Partisans of the socialist press have stepped up sales of this new title in several areas. "We had a good day of sales last Sunday, selling 11 pamphlets, four of them with subscriptions to Perspectiva Mundial at a new location we tried out for the first time," wrote Seth Galinsky. He said they also sold a Militant subscription in the area, where they are deepening their political roots in the workers district where the Upper Manhattan Pathfinder Bookstore is located.

"A young construction worker from the Dominican Republic who lives in the Bronx bought the special deal offered by Pathfinder of $1 for the pamphlet with a PM subscription. He asked us if we organized any classes on the books we sell that he could attend," Galinsky added.

In New York’s Garment District socialist workers and members of the Young Socialists set up three literature tables. They sold three PM subscriptions, one subscription to the Militant, and several Pathfinder titles. "Later that afternoon we held a class on The Working Class and the Transformation of Learning," said Patrick O’Neill. "Two workers we met at the tables came to our meeting hall. One was carrying a pamphlet he purchased off a table we had set up some time earlier. They joined us in a lively, serious class, which also included two workers from Long Island who are involved in an ongoing fight to defend immigrant workers’ right to work in the face of right-wing violence."  
 
Sales teams to coal mining towns
The Militant receives a good hearing in the coalfields and coal mining towns. This is where a social movement exists to defend federally guaranteed health-care benefits won through decades of union battles, as well as where workers face devastation of whole areas by the coal companies and attacks by the bosses on the United Mine Workers of America. "We sold a pamphlet with a subscription to the Militant in Gillespie, a mining town in central Illinois where we have sent a sales team for the past two weeks," wrote Marty Ressler. "One miner told us when he bought the Militant, ‘I really enjoy reading this paper.’"

In Birmingham, Alabama, Susan LaMont, a garment worker, wrote, "Earlier this week, a leader of the Alabama Black Lung Association bought a subscription to the Militant after explaining to members at their November meeting what a useful paper it was in terms of coverage of the black lung fight and other issues affecting miners directly."

She said Militant campaigners in Alabama received a boost after sending a team door-to-door in Sumiton, a small community northwest of Birmingham where coal miners live and shop. "Five people bought copies of the Militant and we plan to follow up on those who told us to call them back this week."

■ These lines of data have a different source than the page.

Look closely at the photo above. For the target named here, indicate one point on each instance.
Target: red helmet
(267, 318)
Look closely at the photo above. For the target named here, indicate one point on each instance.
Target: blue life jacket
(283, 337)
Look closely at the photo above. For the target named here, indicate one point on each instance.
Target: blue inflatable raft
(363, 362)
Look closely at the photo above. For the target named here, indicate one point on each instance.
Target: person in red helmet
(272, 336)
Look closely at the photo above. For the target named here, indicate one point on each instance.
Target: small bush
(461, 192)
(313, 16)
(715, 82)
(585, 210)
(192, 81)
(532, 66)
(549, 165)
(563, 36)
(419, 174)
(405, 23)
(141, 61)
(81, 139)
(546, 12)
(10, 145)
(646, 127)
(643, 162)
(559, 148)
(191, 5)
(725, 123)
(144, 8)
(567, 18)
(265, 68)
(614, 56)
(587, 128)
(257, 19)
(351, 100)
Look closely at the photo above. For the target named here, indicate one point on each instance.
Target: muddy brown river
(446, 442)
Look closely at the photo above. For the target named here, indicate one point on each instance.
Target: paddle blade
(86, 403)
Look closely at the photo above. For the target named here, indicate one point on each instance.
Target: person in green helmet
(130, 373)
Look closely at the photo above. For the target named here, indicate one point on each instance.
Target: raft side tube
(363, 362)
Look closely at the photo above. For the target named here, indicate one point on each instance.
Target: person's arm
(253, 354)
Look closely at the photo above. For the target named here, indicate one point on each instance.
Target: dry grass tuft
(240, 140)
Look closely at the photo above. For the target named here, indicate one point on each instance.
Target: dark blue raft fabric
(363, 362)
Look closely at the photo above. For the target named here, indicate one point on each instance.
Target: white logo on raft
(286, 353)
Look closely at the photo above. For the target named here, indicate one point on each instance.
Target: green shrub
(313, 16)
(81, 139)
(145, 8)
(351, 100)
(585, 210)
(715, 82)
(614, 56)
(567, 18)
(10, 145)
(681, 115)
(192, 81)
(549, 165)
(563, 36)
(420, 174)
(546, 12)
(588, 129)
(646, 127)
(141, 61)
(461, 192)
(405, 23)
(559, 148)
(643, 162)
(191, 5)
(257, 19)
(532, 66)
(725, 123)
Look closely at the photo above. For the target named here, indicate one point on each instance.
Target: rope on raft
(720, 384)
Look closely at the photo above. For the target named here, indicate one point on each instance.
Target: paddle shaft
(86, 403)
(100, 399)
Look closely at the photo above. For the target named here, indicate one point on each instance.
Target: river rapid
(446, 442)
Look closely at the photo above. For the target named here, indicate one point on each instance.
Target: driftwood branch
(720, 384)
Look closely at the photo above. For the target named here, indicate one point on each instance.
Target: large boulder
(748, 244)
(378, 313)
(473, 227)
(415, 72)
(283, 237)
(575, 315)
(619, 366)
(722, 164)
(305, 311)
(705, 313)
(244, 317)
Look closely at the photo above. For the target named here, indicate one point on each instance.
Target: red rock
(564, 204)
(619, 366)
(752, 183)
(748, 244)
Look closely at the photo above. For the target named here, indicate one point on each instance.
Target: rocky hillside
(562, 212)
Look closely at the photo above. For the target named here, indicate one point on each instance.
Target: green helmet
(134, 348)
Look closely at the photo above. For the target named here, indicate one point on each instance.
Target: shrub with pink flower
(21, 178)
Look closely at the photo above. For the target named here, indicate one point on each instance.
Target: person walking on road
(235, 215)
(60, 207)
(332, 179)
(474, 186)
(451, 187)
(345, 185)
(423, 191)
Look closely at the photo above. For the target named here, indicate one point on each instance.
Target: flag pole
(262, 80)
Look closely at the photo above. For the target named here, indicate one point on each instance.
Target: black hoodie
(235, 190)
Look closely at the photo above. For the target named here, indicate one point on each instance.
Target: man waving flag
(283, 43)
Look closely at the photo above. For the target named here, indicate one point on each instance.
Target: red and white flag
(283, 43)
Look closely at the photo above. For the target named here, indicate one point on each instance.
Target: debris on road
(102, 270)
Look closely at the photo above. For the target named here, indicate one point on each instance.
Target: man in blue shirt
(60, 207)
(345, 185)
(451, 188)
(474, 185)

LaMont said another team went to Hueytown, a small town west of Birmingham where coal miners, steelworkers, and other industrial workers live. "After selling two copies of the paper, that team then went to sell at Drummond’s big Shoal Creek mine on the Black Warrior River. Although it was Veteran’s Day and there was only a small crew working, one of the few miners who came out pulled over and stopped to talk to those on the sales team. After looking at the Militant article on the recent Black Lung Association meeting in Beckley, West Virginia, he decided to subscribe on the spot. He told them about his local union’s participation in the May 17 miners’ demonstration of 8,000 people in Washington, as well as activities around Camp Solidarity during the hard-fought miners’ strike against Pittston Coal Co. more than a decade ago."

"Next weekend we will be traveling to Natchez, Mississippi, to visit with strikers at Titan Tire and will have a class on the pamphlet with two strikers we know."

Socialists in Des Moines are driving to make all their local quotas and "plan to go over as much as we can to help the international campaign make all the goals," said Joe Swanson. "This week we sold subscriptions in Omaha, Nebraska, a plant gate in Marshalltown, Iowa, at a meatpacking plant in Perry, Iowa, and in Des Moines."

He said they have planned a number of political activities to recruit workers and expand the readership of the paper. Edwin Fruit, a socialist who works at a meatpacking plant in Perry, reported that one of his co-workers wants to attend a class on the Pathfinder book The Changing Face of U.S. Politics."